24 January 2023

Ownership of academic inventions: ‘The Oxford Decision’

A recent judgement has been handed down relating to ownership of employee inventions in an academic context which is of relevance to all universities in the UK. The decision of Oxford University Innovation Limited (OUI) vs Oxford Nanoimaging Limited (ONI) was handed down at the end of December 2022, relating to the fairness of revenue split and ownership of invention between OUI and ONI; the judge finding in favour of OUI.

The key issue was whether, or to what extent, OUI were entitled to the rights of inventions made by inventor Mr Jing which was made more complicated by Mr Jing having been a research intern and subsequently a DPhil student at the University of Oxford.

OUI are a wholly owned subsidiary of the University of Oxford and manage the university’s technology transfer and consulting activities. Formed in 1987, OUI has managed the creation of 196 spinout companies and still has shares in 160 of them. ONI is one such spinout; they are a biotech company that focus on making desktop-sized super-resolution microscopes. They were formed in early 2016 and supported by OUI in return for equity to commercialise the research work of Mr Jing (then a DPhil student), Professor Achillefs Kapanidis and Dr Crawford.

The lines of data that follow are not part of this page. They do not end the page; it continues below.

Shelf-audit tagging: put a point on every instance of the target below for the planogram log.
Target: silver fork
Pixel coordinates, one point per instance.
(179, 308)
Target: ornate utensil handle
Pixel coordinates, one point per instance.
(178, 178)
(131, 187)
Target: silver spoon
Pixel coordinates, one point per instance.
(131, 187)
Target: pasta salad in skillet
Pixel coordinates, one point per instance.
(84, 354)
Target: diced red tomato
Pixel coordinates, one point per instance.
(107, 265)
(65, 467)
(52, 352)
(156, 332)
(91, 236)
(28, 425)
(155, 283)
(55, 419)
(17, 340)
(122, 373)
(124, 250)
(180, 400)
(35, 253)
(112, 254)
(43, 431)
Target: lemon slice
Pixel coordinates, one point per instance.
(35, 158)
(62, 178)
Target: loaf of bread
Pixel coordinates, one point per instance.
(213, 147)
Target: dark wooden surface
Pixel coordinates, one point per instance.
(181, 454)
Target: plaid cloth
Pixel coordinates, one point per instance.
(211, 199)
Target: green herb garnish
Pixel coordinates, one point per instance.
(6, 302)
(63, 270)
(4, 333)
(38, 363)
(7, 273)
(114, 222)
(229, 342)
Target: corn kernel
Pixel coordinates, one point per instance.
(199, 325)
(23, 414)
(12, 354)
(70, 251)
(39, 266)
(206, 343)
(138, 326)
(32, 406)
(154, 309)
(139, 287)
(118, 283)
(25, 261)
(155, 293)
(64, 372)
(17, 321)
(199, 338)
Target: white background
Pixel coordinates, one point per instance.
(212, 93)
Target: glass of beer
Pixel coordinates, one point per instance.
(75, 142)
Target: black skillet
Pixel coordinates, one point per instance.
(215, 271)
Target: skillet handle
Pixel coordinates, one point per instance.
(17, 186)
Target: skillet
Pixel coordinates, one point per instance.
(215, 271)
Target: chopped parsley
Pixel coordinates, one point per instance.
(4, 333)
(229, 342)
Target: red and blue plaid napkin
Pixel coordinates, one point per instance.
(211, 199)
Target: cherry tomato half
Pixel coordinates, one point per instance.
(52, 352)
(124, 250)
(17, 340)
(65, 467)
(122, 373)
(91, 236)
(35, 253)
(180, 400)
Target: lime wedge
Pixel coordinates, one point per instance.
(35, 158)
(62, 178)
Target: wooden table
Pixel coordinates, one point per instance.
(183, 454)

Under its statues (specifically Statute XVI, Part B) the University of Oxford owns any intellectual property (IP) created by employees, students or anyone using their facilities, with the IP then being assigned to OUI. In this case, the IP was licenced to ONI in return for 50% equity; OUI bringing the case to court as it claimed around £700,000 in unpaid royalties as a result of their equity share, with ONI refuting that OUI had the rights to them.

One issue the case revolved around was whether Mr Jing was considered to be a ‘consumer’ and thus would be offered protection under the Consumer Rights Act of 2015. The judge commented that there was little case law to guide his decision, instead relying on two guidance notes published by the Competition and Markets Authority in 2015. These describe how undergraduate students are generally to be considered consumers for the maintenance of student confidence in the Higher Education (HE) sector, even if they seek to pursue a career related to their studies in the future. From this starting point and equating features of their respective courses (requirement for certain careers, payments to a HE body etc.), the judge found that in general a DPhil student should also be treated as a consumer. The judge found no reasons specific to Mr Jing in this case that he should not be treated as a consumer.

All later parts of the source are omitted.